Not surprisingly, then, my thinking has started with my relationship with reading, which I’ve blogged (briefly) about before. I am reading more than ever. I have a list of books I want to read which is ever growing, to the point that it is unachievable. I could buy a book every day, add them to my stack and get around to reading them, one day. Part of this is driven by my blog, but there’s something underlying it which I’ve been hiding from and which, to my surprise, has been revealed to me when I’ve thought about all the books which have particularly affected me. Those books were telling me something, and giving myself some time to think has made this clear to me.

Those books have been Tracks, A Book of Silence, A Woman in the Polar Night, Full Tilt. More recently, Nan Shepherd’s The Living Mountain – which I will blog about shortly – all of these books have shook me to my core. What is it about these books? All these women have taken a brave (or crazy) step. They have all done something which seems impossible, whether it is cycling across the world or walking across the Australian desert. All of these women have actively sought isolation and in the course of doing so have discovered who they were. This is something which I know absorbs me, as every idea I have for a novel centres around this theme. All of these women have sought an intensity of experience, they have risked their safety and suffered social approbation for what these have chosen to do. Yet their experiences have shaped them, they have enabled them to have a transcendent experience. What is my obsession with transcendence if not a sign to myself that the way I am living is simply not enough?
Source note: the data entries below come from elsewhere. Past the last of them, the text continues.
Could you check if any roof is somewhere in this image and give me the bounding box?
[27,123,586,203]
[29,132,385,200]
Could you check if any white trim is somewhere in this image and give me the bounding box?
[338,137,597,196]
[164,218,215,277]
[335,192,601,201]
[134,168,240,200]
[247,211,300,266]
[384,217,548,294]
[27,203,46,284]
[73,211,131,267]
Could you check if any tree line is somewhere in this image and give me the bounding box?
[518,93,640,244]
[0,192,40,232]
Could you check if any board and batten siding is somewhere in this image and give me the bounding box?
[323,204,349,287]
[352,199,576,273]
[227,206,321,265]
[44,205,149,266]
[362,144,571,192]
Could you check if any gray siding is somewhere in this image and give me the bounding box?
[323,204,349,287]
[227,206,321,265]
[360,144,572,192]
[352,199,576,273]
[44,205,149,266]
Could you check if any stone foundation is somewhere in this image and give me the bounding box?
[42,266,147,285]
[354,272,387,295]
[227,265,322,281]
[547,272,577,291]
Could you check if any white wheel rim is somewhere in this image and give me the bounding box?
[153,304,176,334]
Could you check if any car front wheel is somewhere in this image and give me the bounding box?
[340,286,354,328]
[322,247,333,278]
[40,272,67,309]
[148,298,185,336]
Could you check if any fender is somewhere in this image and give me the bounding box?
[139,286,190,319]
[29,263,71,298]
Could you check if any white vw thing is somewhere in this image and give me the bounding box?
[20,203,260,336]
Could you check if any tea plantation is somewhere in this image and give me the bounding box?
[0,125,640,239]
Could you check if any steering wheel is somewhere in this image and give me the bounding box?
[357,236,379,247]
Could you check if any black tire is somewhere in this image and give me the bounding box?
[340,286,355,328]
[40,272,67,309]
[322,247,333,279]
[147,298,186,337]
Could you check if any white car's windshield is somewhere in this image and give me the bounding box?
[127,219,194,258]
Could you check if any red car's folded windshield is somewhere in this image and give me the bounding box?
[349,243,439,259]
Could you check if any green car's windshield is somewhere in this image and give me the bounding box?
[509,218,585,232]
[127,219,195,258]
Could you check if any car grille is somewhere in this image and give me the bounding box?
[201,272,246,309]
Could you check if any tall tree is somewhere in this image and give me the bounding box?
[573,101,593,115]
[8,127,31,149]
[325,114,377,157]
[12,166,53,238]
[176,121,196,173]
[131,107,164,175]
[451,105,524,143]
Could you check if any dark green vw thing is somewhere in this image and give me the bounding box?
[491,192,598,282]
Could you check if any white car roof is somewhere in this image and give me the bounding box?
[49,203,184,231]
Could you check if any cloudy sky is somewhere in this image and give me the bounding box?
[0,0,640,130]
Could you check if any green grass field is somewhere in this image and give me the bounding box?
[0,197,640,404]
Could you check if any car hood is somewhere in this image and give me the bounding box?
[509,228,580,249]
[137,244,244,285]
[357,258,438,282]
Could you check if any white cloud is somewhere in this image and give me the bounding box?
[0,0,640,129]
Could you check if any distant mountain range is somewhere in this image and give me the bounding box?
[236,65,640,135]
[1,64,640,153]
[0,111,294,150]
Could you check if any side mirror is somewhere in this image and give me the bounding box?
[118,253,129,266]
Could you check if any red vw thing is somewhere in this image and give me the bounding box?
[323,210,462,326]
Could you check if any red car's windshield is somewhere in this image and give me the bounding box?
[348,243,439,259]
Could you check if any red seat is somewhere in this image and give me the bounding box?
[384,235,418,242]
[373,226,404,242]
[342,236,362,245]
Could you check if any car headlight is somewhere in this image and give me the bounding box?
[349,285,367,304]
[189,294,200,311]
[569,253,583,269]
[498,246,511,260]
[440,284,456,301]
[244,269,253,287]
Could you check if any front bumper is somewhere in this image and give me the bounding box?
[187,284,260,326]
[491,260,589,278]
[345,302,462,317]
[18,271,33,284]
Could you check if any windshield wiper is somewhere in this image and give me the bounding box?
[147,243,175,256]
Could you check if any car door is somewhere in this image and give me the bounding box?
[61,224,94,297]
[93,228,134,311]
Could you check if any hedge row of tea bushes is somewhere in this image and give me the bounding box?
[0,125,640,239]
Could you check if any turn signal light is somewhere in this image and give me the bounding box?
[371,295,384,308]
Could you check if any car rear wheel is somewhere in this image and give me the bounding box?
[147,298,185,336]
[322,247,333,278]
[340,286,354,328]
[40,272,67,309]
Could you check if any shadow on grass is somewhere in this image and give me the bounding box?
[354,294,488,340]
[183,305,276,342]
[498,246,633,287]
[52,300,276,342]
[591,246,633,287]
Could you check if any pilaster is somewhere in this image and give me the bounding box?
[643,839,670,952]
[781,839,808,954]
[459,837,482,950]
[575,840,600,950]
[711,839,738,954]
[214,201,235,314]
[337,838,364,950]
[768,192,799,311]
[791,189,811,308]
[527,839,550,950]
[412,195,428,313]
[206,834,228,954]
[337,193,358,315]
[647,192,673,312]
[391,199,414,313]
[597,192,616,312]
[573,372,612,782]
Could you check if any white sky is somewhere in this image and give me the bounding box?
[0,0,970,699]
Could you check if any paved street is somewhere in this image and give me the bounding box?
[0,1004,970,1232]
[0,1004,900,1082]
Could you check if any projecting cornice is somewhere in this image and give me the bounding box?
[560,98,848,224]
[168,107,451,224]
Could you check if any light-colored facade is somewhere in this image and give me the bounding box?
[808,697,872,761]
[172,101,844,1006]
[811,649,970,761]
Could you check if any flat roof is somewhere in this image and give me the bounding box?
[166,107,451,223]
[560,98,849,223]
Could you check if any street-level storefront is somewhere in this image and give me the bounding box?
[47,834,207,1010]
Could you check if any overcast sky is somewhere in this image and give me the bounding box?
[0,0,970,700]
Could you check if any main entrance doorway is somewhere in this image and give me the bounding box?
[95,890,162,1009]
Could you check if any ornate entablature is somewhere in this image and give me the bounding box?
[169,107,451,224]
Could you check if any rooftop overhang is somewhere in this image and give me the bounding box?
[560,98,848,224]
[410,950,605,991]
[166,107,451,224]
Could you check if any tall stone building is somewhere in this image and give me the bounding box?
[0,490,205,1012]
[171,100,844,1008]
I am not unhappy with my life, in fact if I was unhappy it would be easier to make a change. What I see, instead, is that I am living an unchallenged life. My work is challenging, but not risky and it is easy to rise to that kind of challenge and pretend it is enough. It is not enough. I need to challenge myself, I need to confront myself and always remember that a fulfilled life is not necessarily an easy life. I let myself off the hook too often. I love reading, but there comes a point where you realise that the story you want to read isn’t out there, but is already inside you waiting to be released. I am ready, I think, to write my story. Actually it doesn’t matter if I’m ready, I simply must. I need to stop living this middle-of-the-road life. I have walked a path which has been opened up for me, instead of forging my own way and I have let my dreams fall along the wayside, victims of expedience and practicality.

My dream as a child was to be a writer, but along the way I have created the excuses which have permitted me not to pursue my dream. I have tinkered here and there but never taken it seriously. No one should give up their dreams so easily. I need to read less (crazy as that sounds), blog a little less and stop myself from filling those free hours with anything other than writing activity. I need to stop buying books, because the story I need to read is right here already. It will be a difficult read, and I won’t be able to read it and move on to the next story in a matter of days; but it will be the best story I will ever read and if I don’t nurture it from me now I’m condemning myself to die an old, regretful woman. I’m determining, right here, that this is not going to be the story of my life.